There’s a covers choice that says a lot about where their heads were at. Smokestack Lightning, the Howlin’ Wolf standard, gets pulled through their grinder until it rumbles like distant thunder. It’s reverent in spirit, not in arrangement, which suits them. Incessant Mace leans into the band’s noir streak, a slow-blooming menace that shows how much drama they could conjure without going soft. Mood for Trouble is another curveball, haunted and melodic, proof that they were writing songs, not just riff exercises.
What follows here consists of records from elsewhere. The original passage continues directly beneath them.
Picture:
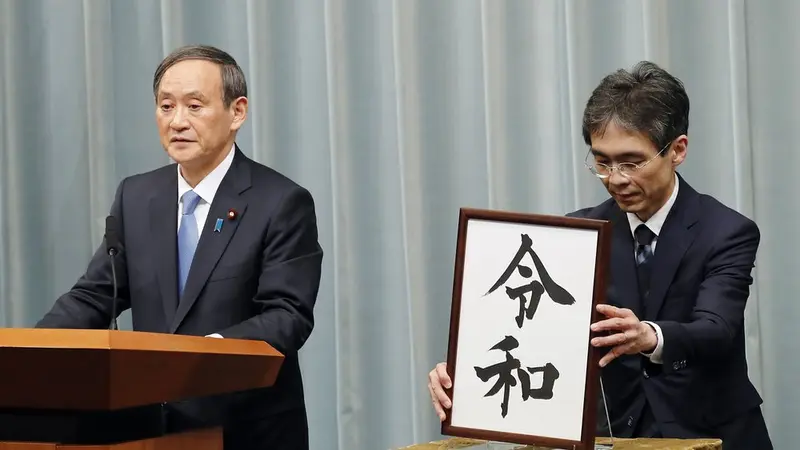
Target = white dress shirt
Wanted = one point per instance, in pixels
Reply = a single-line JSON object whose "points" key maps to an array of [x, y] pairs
{"points": [[206, 189], [654, 224]]}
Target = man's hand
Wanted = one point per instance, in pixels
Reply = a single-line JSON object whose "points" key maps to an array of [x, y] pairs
{"points": [[631, 337], [437, 379]]}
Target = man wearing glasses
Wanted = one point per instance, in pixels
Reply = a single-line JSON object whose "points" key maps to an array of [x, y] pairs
{"points": [[680, 274]]}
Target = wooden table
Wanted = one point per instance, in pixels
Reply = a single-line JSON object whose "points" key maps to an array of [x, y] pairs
{"points": [[620, 444]]}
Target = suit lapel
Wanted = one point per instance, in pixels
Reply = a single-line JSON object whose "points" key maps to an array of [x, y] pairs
{"points": [[163, 229], [212, 243], [623, 288], [675, 238]]}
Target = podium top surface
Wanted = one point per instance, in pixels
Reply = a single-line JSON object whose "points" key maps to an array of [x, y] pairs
{"points": [[114, 340], [72, 369]]}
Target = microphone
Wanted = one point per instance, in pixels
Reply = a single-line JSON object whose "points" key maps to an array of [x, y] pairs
{"points": [[112, 249]]}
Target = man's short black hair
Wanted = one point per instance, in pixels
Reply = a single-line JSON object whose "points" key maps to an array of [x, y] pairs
{"points": [[647, 100], [233, 82]]}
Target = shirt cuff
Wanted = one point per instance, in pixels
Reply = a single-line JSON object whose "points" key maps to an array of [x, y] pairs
{"points": [[655, 357]]}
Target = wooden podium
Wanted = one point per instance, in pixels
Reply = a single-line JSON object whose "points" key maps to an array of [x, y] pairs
{"points": [[103, 390]]}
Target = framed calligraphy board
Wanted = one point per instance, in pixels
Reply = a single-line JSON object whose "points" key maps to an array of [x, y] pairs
{"points": [[519, 354]]}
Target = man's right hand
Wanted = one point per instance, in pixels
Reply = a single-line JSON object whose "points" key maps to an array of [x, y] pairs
{"points": [[438, 381]]}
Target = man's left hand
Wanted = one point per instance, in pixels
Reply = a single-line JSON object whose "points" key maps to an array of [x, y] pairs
{"points": [[631, 337]]}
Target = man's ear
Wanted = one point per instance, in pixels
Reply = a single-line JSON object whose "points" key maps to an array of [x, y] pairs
{"points": [[679, 148], [239, 109]]}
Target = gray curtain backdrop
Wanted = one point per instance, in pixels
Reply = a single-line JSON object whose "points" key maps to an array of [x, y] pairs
{"points": [[395, 113]]}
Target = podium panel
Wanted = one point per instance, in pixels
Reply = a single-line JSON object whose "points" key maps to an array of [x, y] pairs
{"points": [[196, 440], [104, 389]]}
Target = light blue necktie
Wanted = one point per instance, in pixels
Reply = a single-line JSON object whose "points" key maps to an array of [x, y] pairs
{"points": [[187, 238]]}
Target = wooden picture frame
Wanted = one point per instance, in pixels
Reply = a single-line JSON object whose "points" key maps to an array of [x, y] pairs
{"points": [[547, 395]]}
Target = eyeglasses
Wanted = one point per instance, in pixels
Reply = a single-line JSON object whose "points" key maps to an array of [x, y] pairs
{"points": [[625, 169]]}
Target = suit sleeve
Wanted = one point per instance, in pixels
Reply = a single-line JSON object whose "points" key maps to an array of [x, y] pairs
{"points": [[718, 315], [88, 303], [289, 279]]}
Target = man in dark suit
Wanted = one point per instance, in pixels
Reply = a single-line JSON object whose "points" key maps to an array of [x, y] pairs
{"points": [[680, 274], [216, 245]]}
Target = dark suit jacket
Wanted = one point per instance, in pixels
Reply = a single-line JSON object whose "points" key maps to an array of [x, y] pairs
{"points": [[699, 285], [256, 279]]}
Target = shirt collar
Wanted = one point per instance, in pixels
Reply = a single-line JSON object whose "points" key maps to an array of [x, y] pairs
{"points": [[657, 220], [207, 187]]}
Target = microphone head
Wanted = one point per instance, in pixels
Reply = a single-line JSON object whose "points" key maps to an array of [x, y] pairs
{"points": [[112, 237]]}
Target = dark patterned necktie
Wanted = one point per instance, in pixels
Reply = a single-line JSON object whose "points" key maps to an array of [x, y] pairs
{"points": [[644, 257]]}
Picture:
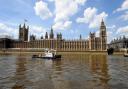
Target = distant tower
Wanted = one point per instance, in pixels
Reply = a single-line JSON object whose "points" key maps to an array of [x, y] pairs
{"points": [[80, 37], [46, 35], [59, 36], [92, 41], [42, 37], [51, 35], [103, 36], [23, 33]]}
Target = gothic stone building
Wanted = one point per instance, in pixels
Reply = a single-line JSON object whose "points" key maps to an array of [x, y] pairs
{"points": [[119, 43], [49, 41]]}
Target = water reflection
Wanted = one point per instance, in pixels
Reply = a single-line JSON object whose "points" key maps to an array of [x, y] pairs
{"points": [[73, 71], [20, 75]]}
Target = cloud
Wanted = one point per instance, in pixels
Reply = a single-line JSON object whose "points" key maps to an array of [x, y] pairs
{"points": [[122, 30], [125, 16], [42, 10], [62, 25], [64, 9], [91, 17], [124, 6], [88, 15], [38, 31]]}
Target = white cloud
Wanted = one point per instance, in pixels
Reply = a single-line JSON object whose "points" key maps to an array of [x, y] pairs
{"points": [[88, 15], [124, 6], [125, 16], [81, 1], [42, 10], [91, 17], [38, 31], [62, 25], [122, 30], [64, 9]]}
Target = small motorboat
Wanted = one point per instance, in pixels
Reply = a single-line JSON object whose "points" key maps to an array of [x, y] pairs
{"points": [[110, 51], [49, 54]]}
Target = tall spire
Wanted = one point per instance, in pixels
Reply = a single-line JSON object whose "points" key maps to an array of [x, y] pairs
{"points": [[102, 22], [51, 34]]}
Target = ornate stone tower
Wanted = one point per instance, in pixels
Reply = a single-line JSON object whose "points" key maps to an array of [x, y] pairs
{"points": [[103, 36], [92, 41], [23, 33], [32, 37], [59, 36], [46, 35], [51, 34]]}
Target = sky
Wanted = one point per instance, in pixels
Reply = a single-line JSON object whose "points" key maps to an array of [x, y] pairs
{"points": [[70, 17]]}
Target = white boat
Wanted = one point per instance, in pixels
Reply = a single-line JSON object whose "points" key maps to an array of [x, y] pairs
{"points": [[126, 53], [49, 54]]}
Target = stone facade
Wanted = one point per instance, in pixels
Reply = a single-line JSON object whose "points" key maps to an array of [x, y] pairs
{"points": [[119, 43], [92, 44]]}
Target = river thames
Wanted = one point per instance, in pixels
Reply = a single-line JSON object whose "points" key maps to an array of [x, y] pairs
{"points": [[73, 71]]}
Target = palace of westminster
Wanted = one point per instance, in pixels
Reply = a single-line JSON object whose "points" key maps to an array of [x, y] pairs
{"points": [[93, 43]]}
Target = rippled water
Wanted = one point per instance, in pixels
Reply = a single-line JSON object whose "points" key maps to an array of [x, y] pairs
{"points": [[73, 71]]}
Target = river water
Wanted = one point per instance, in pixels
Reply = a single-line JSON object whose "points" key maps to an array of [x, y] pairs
{"points": [[73, 71]]}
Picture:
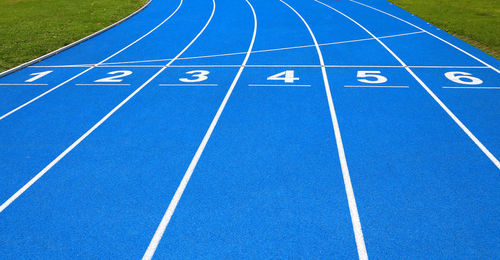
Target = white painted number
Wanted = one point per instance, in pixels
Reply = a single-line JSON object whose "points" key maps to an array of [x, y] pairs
{"points": [[38, 75], [362, 75], [117, 78], [463, 78], [287, 76], [199, 75]]}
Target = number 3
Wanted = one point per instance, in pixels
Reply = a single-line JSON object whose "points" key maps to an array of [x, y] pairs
{"points": [[199, 75]]}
People still debate the sound of Ultramega OK. Even the band did. They were open in interviews about not loving the original mix and how it didn’t quite capture the weight they were going for. That’s why the 2017 Sub Pop reissue mattered. Jack Endino went back to the original tapes and gave it the clarity and muscle they’d wanted in the first place. If you’re chasing Ultramega OK vinyl, that remixed edition brings out the low-end heft and the grain in Cornell’s voice without sanding off the weirdness. It’s the copy I recommend to anyone building a Soundgarden vinyl shelf, though the SST original has its own scrappy charm and historical pull.
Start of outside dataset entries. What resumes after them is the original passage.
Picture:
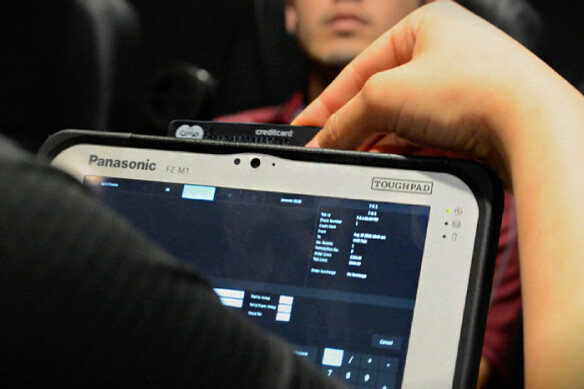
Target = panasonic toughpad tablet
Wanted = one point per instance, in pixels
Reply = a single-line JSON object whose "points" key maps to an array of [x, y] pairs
{"points": [[377, 268]]}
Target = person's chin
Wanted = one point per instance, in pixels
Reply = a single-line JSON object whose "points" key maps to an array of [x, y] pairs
{"points": [[340, 58]]}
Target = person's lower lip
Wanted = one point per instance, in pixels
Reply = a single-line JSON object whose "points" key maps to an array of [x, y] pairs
{"points": [[346, 23]]}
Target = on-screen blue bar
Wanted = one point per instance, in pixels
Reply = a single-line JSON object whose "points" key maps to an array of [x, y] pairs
{"points": [[198, 192]]}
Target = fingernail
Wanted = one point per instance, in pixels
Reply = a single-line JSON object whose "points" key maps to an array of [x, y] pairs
{"points": [[313, 143]]}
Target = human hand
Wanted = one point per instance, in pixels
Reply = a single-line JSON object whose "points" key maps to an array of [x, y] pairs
{"points": [[442, 78]]}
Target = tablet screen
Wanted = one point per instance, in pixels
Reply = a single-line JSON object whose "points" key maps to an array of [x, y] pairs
{"points": [[363, 270]]}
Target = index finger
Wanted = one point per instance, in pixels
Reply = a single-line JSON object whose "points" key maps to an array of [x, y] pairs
{"points": [[390, 50]]}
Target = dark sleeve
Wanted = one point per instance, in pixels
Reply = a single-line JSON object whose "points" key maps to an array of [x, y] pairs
{"points": [[85, 298]]}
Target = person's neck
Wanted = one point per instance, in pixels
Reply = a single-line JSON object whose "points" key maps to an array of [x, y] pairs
{"points": [[318, 79]]}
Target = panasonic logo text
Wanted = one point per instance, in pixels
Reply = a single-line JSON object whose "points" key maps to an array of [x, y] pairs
{"points": [[393, 185], [121, 163], [274, 132]]}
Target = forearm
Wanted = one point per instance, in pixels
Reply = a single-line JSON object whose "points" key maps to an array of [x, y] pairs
{"points": [[544, 141]]}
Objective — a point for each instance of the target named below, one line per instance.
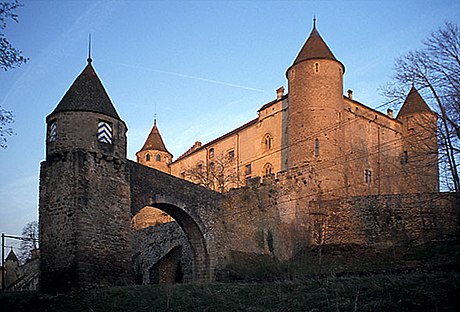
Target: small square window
(231, 155)
(248, 169)
(52, 132)
(104, 132)
(368, 176)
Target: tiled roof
(414, 103)
(154, 141)
(87, 94)
(12, 256)
(314, 48)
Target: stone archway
(191, 227)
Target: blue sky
(207, 66)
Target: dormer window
(104, 132)
(52, 131)
(268, 169)
(268, 142)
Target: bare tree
(435, 71)
(10, 58)
(30, 233)
(6, 118)
(219, 174)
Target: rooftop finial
(89, 49)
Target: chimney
(350, 94)
(279, 92)
(390, 113)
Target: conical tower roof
(314, 48)
(413, 104)
(87, 94)
(12, 256)
(154, 141)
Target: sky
(204, 67)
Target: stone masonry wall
(85, 222)
(151, 244)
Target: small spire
(89, 49)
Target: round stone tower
(86, 119)
(85, 235)
(315, 82)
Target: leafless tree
(6, 118)
(30, 233)
(434, 70)
(10, 58)
(218, 174)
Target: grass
(351, 278)
(439, 291)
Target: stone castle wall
(85, 236)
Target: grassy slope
(431, 282)
(439, 291)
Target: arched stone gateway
(190, 205)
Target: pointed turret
(12, 256)
(87, 94)
(315, 100)
(419, 154)
(315, 48)
(85, 118)
(154, 153)
(154, 140)
(413, 104)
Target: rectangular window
(316, 147)
(367, 176)
(104, 132)
(404, 158)
(52, 131)
(410, 123)
(248, 169)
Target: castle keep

Context-wise, this record did serious ground work for their mainstream leap. It earned Soundgarden a Grammy nomination for Best Metal Performance in 1990, which was a wild thing to see attached to a band that still sounded this feral. It put them on the wider map and paved the way for the jump to A&M and Louder Than Love the following year. You can hear seeds of Badmotorfinger all over the place, especially in the way Thayil uses dissonance as colour rather than pure abrasion. Yet Ultramega OK stands on its own. It’s rougher, more local, closer to the basement show than the arena, and that’s part of its grip.
One of the great pleasures is how physical the album feels on a turntable. This is music that likes air moving in a room. The Endino remix makes Cameron’s toms thud in a way that digital streams don’t quite match, and the guitars sprawl wider. If you’re looking to buy Soundgarden records online, keep an eye out for that Sub Pop run, but don’t sleep on a clean SST copy if you find it while crate digging. I’ve stumbled over both in the wild at a Melbourne record store or two, and it’s the kind of title that vanishes fast from the new arrivals bin. For anyone browsing vinyl records Australia wide, it’s worth setting an alert because Soundgarden albums on vinyl tend to spike whenever interest swings back to the early Seattle era.
Ultramega OK isn’t a tidy origin story. It’s rowdy, a bit crooked at the edges, and absolutely alive. That’s why it endures. When the needle hits Flower or Beyond the Wheel, you’re not just hearing a young band. You’re hearing a city’s sound coagulate in real time, a singer testing the limits of his range, and a guitarist drawing up a strange, heavy language that would inspire a thousand copycats. Thirty-plus years on, it still feels like a door swinging open.